酷い男と耐える女の関係は古来山ほどある。周五郎が新しかったのは、酷い女と耐える男という逆パターンで『さぶ』や『青べか物語』のような傑作をものしたことだと思う。無論、酷い男と耐える女も書いた。本作はそショーケース。ひどい男は松村、芥川。三谷も息子に対して酷いだろう。酷い女は楠、丹下。田中邦衛の組は双方酷くて絶妙に噛み合っている。そして母ひとりの菅井がいて、一人ものの渡辺篤がいる。しかし、こう並べられると、パターン化、システム化されているのが見えてシラケる処がある。『青べか』のような地域限定でなく架空の土地を描いて抽象に堕してしまった。これは原作からしてそうだと思う。「人生は巡礼だ」の感銘はどこにも見当たらない。

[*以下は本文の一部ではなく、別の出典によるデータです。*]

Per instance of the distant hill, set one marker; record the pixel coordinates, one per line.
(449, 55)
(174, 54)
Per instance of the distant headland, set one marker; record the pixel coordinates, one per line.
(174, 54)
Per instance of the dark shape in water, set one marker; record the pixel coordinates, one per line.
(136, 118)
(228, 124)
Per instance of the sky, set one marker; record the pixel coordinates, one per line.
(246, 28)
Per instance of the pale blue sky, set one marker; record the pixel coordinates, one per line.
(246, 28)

なお、映画に採用されなかった短編は右翼の先生を揶揄うなどの政治ネタが多い。子供の映画ファンはクロサワから入るものだから、本作も当時はオリジナリティ溢れるものだと思い込んでいたが、そんなことはない。三隅・新藤の『酔いどれ博士』や深作の『解散式』、森崎の『盛り場渡り鳥』や『生まれかわった為五郎』など、不法占拠の部落を舞台にした映画は本邦に数多く、本作はこのジャンルの一本で、出来がいい方ではない。本作はダルデンヌ兄弟が好きらしいが、他の邦画も観てよと云いたい。

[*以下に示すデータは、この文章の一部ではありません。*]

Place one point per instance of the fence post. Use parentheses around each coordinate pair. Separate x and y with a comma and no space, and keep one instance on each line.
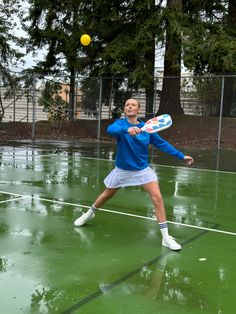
(100,110)
(221,110)
(34,106)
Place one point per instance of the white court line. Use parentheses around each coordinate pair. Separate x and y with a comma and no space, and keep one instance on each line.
(120,213)
(12,199)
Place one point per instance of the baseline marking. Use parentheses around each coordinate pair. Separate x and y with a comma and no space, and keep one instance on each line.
(121,213)
(104,289)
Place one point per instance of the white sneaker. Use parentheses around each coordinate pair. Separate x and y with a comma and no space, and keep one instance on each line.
(171,243)
(83,219)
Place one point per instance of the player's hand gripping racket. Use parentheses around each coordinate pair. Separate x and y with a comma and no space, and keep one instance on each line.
(157,124)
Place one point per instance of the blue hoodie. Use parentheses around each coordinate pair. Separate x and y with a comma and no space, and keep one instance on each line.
(132,151)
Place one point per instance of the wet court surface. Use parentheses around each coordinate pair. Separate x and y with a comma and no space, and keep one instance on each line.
(116,263)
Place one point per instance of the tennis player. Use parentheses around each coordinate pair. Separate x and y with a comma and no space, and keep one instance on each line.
(132,167)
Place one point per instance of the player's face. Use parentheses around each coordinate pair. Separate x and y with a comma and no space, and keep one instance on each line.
(131,107)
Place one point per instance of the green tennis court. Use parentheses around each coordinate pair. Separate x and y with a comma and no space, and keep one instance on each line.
(116,263)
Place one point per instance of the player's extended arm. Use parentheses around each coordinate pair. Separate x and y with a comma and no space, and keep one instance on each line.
(116,128)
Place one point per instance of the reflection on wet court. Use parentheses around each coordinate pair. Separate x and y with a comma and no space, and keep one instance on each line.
(116,263)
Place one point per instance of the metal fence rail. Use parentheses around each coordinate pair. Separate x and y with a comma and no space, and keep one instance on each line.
(49,99)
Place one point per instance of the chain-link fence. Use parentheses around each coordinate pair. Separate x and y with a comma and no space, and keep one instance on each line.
(204,107)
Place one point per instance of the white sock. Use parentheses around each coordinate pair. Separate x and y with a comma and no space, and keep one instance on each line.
(92,210)
(164,229)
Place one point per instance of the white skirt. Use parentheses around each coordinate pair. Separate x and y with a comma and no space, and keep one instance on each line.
(120,178)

再見。最初は学生時代で消化できたとは思われず、始めて観たようなものだった。昔は本作をベタだと嫌った記憶がある。若い連中はベタが嫌いなものだ。技法としては暗騒音も聞こえない、不自然を狙ったに違いない無音状態が続くのが、へんな色彩と相まってファンタジーの印象を醸し出していた。これはその後のクロサワ現代劇を特徴づけるものだった。